Analysis of cellular components copurifying with GST-RimM hybrid proteins at 4°C. (A) A cell extract of strain GOB191/ pJML005 (ΔrimM/GST-RimM) was prepared by freeze-thawing, and the GST-RimM hybrid protein in the extract was adsorbed to Glutathione Sepharose 4B, washed at the indicated molar concentrations of NaCl and finally eluted by reduced glutathione, all at 4°C. FT, flow-through; E, eluate. (B) As in A, but the strain used was GOB191/ pJML051 [ΔrimM/GST-RimM(YY→AA)]. (C) Primer extension analysis of 16S rRNA prepared from the flow-through and eluate from A, and from 30S subunits obtained after sucrose gradient centrifugation of a total cell extract of the wild-type strain MW100.

FIGURE 8.

Analysis of cellular components copurifying with GST-RimM hybrid proteins at 21°C. Cellular extracts were prepared by sonication and the GST-RimM hybrid proteins were purified as described in the Figure 7 ▶ legend. Similar results were obtained when extracts were prepared by freeze-thawing. (A) Strain GOB191/pJML005 (ΔrimM S19-wt/GST-RimM). The proteins indicated in the lane with the 0.6 M NaCl wash fraction were identified as 30S subunit r-proteins by MALDI mass spectrometry: 1, S2; 2, S3; 3, S4; 4, S7; 5, S5; 6, S9; 7, S11 and S13; 8, S10; and 9, S17. In addition, one weak band above that containing S2 was identified as r-protein L2. (B) Strain GOB191/pJML051 [ΔrimM S19-wt/GST-RimM(YY→AA)]. (C) Strain MW158/pJML005 (ΔrimM S19H83Y/GST-RimM). (D) Strain MW158/pJML051 [ΔrimM S19H83Y/GST-RimM(YY→AA)].

FIGURE 9.

Alterations in the E. coli 30S subunit (indicated in the model for the 30S subunit of Thermus thermophilus) that suppress rimM mutations. The structure of the 30S subunit is from Wimberly et al. (2000) and was retrieved from the Protein Data Bank (PDB no. 1FJF). Only part of the structure is shown.
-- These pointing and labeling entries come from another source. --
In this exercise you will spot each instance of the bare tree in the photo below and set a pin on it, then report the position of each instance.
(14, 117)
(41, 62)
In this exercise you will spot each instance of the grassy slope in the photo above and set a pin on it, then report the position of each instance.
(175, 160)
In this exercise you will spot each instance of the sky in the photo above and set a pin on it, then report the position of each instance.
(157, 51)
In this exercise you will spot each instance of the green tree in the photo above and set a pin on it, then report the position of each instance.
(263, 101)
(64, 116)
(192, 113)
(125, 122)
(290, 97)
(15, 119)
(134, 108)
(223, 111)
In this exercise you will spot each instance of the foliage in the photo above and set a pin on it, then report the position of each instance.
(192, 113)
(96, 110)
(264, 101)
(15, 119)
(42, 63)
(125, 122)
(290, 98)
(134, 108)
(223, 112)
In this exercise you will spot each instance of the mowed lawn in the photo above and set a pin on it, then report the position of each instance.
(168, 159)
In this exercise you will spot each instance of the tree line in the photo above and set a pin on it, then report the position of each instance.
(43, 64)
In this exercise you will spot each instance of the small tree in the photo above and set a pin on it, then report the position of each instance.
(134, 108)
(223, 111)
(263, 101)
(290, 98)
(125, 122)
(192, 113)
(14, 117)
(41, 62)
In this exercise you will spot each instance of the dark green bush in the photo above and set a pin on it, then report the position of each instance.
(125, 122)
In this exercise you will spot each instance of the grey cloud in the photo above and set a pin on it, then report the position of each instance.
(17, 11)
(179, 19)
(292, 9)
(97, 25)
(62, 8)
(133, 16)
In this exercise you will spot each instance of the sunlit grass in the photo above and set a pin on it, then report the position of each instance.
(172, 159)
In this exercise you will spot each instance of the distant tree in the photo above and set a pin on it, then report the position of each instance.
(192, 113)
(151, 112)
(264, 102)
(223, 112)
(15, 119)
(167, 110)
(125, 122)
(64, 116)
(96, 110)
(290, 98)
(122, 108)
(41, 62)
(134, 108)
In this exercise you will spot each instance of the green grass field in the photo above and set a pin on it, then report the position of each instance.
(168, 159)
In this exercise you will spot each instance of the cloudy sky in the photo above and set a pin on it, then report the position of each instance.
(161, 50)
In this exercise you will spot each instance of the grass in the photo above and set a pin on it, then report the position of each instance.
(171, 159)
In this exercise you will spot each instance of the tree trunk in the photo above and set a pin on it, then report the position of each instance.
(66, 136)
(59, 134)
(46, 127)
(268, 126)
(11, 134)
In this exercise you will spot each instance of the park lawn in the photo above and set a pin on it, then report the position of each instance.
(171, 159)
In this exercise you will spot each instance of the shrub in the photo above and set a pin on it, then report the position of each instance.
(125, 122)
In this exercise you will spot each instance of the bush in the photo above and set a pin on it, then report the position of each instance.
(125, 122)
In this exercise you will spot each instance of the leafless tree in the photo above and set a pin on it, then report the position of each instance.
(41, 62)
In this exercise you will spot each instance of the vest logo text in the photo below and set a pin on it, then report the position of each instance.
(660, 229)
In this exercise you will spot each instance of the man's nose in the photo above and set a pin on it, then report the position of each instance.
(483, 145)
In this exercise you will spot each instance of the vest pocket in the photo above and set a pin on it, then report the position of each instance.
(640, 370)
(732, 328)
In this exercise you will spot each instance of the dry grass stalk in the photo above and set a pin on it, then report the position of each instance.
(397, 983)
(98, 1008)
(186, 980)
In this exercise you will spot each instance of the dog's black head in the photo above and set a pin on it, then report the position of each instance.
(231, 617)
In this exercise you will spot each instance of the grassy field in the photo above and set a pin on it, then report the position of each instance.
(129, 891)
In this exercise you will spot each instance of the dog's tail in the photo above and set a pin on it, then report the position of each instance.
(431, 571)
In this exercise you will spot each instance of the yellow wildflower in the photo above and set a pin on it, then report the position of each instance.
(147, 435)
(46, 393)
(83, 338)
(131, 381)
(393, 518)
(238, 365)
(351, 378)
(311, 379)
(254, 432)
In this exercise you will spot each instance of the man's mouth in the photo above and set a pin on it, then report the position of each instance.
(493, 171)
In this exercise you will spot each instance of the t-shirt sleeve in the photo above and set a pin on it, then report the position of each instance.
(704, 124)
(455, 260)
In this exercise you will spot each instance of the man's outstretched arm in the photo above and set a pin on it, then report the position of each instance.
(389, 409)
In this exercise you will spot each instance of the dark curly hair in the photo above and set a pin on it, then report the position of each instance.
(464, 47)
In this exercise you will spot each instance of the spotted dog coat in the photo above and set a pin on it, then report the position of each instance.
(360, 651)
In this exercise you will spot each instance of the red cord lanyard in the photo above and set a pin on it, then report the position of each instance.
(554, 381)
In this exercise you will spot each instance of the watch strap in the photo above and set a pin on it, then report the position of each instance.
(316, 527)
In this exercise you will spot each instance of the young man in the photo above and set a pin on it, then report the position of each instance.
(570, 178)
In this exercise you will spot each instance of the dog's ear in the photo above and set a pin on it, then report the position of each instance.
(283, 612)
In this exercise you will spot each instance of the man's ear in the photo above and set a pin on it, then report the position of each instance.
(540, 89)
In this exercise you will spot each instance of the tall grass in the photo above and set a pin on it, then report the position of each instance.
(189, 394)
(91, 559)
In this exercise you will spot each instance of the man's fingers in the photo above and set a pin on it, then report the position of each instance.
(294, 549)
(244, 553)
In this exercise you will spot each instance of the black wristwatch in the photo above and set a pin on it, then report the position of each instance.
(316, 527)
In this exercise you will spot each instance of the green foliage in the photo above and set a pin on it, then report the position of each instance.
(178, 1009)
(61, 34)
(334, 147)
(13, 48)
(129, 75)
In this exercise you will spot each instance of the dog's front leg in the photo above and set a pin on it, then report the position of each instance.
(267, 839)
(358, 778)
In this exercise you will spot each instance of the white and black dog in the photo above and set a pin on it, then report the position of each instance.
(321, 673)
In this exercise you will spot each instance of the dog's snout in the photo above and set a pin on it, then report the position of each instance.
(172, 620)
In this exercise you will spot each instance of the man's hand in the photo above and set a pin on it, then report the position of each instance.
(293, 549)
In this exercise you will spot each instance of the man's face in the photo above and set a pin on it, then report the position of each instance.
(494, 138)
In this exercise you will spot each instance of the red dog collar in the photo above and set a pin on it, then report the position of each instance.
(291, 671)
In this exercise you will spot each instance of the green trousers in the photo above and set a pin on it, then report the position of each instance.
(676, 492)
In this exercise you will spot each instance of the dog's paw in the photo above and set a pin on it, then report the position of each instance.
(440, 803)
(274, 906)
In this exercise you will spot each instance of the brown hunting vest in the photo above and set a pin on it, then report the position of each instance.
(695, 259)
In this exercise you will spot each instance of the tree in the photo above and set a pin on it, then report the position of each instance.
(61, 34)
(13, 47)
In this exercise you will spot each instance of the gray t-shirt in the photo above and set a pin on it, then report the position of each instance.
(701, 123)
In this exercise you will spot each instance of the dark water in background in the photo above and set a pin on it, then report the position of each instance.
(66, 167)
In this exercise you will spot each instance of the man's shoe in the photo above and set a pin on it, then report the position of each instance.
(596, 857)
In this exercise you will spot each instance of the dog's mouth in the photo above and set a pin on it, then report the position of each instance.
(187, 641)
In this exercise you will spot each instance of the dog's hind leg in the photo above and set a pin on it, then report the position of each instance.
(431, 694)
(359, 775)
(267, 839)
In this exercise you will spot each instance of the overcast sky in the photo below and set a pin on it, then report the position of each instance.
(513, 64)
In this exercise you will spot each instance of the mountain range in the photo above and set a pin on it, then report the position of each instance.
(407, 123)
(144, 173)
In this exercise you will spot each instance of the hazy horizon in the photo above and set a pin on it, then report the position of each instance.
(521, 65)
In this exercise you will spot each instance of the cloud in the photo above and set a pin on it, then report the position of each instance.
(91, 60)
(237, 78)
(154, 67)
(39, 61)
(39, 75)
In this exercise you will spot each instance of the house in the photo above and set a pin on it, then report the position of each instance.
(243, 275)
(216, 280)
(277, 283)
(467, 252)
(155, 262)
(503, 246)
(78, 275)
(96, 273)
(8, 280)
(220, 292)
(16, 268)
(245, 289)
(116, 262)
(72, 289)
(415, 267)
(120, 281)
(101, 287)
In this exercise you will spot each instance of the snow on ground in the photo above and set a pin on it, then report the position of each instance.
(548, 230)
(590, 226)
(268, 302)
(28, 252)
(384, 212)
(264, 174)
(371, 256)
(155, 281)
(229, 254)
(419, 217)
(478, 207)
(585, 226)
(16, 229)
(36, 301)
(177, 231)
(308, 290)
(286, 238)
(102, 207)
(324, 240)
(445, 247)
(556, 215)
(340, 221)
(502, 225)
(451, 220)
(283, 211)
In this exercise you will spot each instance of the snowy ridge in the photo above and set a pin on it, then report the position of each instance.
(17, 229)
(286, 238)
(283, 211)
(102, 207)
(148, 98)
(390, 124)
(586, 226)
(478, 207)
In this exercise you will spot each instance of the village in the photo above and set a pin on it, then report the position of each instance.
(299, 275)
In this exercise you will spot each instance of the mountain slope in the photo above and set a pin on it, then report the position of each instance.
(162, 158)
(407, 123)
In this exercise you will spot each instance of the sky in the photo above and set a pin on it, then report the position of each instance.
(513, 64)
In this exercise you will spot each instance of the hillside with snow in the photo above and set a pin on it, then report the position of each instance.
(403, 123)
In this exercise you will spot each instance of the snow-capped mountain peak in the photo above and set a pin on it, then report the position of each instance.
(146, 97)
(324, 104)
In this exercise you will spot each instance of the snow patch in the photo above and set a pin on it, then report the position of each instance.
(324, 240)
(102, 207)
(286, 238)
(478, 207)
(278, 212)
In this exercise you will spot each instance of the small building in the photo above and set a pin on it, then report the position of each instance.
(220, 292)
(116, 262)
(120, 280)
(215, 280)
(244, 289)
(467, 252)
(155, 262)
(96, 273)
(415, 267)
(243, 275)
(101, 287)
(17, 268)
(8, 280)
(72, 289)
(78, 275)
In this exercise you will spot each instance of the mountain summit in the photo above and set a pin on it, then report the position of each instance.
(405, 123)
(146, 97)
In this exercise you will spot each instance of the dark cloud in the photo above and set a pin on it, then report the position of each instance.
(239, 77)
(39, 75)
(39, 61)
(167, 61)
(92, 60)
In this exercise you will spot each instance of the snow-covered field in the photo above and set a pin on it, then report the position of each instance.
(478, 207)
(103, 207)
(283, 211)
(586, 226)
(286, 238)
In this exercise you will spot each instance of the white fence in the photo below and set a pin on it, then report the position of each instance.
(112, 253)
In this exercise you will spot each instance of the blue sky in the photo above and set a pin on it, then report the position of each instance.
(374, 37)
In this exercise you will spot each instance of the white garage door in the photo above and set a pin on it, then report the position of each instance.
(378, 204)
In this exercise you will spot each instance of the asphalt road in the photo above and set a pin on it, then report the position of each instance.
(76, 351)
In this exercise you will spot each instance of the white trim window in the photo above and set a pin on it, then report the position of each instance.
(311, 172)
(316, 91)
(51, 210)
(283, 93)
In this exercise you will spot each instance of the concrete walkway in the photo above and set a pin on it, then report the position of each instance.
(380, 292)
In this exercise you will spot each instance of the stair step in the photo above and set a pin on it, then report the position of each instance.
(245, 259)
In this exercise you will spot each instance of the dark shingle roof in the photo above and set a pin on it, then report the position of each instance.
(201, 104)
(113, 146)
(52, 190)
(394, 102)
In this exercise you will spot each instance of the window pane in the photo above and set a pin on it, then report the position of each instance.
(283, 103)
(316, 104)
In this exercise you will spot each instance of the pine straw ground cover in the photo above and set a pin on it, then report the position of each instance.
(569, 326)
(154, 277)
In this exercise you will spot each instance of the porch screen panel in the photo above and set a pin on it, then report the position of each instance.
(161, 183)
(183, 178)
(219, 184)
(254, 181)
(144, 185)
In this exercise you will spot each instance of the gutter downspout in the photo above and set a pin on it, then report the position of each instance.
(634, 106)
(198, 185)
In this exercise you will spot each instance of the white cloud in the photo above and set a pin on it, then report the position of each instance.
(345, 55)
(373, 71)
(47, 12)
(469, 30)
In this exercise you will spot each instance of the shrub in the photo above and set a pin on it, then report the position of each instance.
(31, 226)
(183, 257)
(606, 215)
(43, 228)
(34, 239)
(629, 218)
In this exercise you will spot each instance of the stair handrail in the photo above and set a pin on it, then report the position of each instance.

Helices 31 and 33b of 16S rRNA are presented as stick models in green except for the positions with suppressor mutations, which are in space-fill models. R-protein S13 is shown in a blue ribbon model except for a region in gray, which contains the alterations that suppress rimM mutations. S19 is shown in a yellow ribbon model with the most carboxy terminal amino acid, R81, of the determined structure, colored red. Thus, the alteration, H83Y, in S19 that suppressed RimM-YY→AA is in a position just outside of the determined structure.